Digital Marketing

Online Articles: Where Do They Go?

There are websites that provide excellent platforms for authors to publish articles to express their views on various topics. They offer support and encouragement to help produce high-quality work that will attract many readers. Not only are authors helped to build a reputation, but links to the author’s website are also provided to enable interested readers to learn more or access quality products and services. Articles may also be copied and reproduced on other websites under guidelines known as the Acceptable Use Policy (AUP). Everything is fine as long as the policy is followed, but unfortunately there are many cases where it is not, and pirated copies are used to promote other authors or other websites, or to boost sales of rival products.

The present author recently produced a series of articles on silk dresses and plus size issues to help a friend who sells Vietnamese silk dresses in Europe. These articles were well received and attracted clicks to the corresponding website. However, the articles were quickly copied on other websites offering plus size silk dresses, some with correct attribution and some without. One was found that provided a link to the original article, but two others reproduced the article with a new author name. While this may testify to the quality of an article, it is certainly not acceptable use.

Perhaps the most annoying misuse of an author’s work is when one finds their article reproduced in some corrupt language, perhaps in an attempt to make it understood by people who only speak basic English or a local dialect. The present author has found one African and two Asian websites that have mutilated articles in this way. In such cases, you certainly don’t want to retain attribution, but you do need to control the practice.

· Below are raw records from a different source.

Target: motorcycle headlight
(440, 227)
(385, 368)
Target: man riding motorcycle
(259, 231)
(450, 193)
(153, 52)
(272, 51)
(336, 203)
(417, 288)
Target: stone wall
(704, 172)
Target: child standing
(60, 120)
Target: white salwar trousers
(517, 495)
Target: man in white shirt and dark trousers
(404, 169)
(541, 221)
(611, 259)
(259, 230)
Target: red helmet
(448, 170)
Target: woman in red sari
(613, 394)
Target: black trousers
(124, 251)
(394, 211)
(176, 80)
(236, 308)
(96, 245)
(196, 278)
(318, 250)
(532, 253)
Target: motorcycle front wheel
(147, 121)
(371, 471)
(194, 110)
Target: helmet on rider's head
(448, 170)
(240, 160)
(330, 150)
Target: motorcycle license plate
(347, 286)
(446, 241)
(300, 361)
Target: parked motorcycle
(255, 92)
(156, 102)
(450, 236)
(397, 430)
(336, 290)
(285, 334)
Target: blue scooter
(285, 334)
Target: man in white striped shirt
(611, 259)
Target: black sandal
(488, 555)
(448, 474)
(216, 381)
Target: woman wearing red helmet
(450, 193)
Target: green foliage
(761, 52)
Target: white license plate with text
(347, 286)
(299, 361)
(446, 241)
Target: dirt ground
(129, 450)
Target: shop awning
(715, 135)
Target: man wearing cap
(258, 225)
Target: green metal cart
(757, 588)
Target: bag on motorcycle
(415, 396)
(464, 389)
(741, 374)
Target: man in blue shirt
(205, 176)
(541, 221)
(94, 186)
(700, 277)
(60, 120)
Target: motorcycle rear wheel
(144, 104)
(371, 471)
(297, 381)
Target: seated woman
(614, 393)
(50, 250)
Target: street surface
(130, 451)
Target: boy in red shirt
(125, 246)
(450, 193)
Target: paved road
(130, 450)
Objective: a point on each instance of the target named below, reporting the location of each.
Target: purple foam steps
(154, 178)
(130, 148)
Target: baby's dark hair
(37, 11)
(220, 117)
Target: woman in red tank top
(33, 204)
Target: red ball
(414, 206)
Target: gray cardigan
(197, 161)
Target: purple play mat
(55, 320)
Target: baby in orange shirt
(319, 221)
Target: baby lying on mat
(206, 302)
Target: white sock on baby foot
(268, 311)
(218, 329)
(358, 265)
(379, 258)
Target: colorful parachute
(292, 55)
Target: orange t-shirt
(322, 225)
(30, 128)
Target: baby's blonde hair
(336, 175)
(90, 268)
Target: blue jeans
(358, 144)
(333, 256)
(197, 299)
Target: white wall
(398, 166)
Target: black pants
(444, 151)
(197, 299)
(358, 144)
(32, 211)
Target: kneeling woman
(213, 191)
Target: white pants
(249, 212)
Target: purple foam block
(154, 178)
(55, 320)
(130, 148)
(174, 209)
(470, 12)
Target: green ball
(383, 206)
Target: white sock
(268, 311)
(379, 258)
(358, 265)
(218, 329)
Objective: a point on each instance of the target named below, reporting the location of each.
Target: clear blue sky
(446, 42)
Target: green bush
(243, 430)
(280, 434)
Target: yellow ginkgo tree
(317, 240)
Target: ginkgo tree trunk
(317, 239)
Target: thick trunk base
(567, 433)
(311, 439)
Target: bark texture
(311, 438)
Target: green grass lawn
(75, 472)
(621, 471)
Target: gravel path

The present author has the experience of publishing more than two hundred articles and finding them copied more than three hundred times, an average of one and a half times for each article! Even if not all of them were transferred to other websites, one must suspect that considerable bleeding is taking place. This would reflect well on both the author and the publishing website if it were done in accordance with the AUP, but in many cases this is not the case. Individual cases of abuse can be pursued through the system by perpetrators, but this is time consuming and piecemeal. Even finding the offending websites is difficult. As the number of instances runs into the hundreds, there are inevitably many that go unnoticed or unresolved. Something needs to be done to provide more effective control.

Third parties seem to be able to take articles and adapt them to their own ends, changing the attribution and even mutilating the text. This could be avoided, for example, if articles could be copied only in some form of “read-only” format, including attribution. Until something like this is possible, authors will continue to suffer at the hands of unscrupulous website owners who are willing to ignore the Acceptable Use Policy.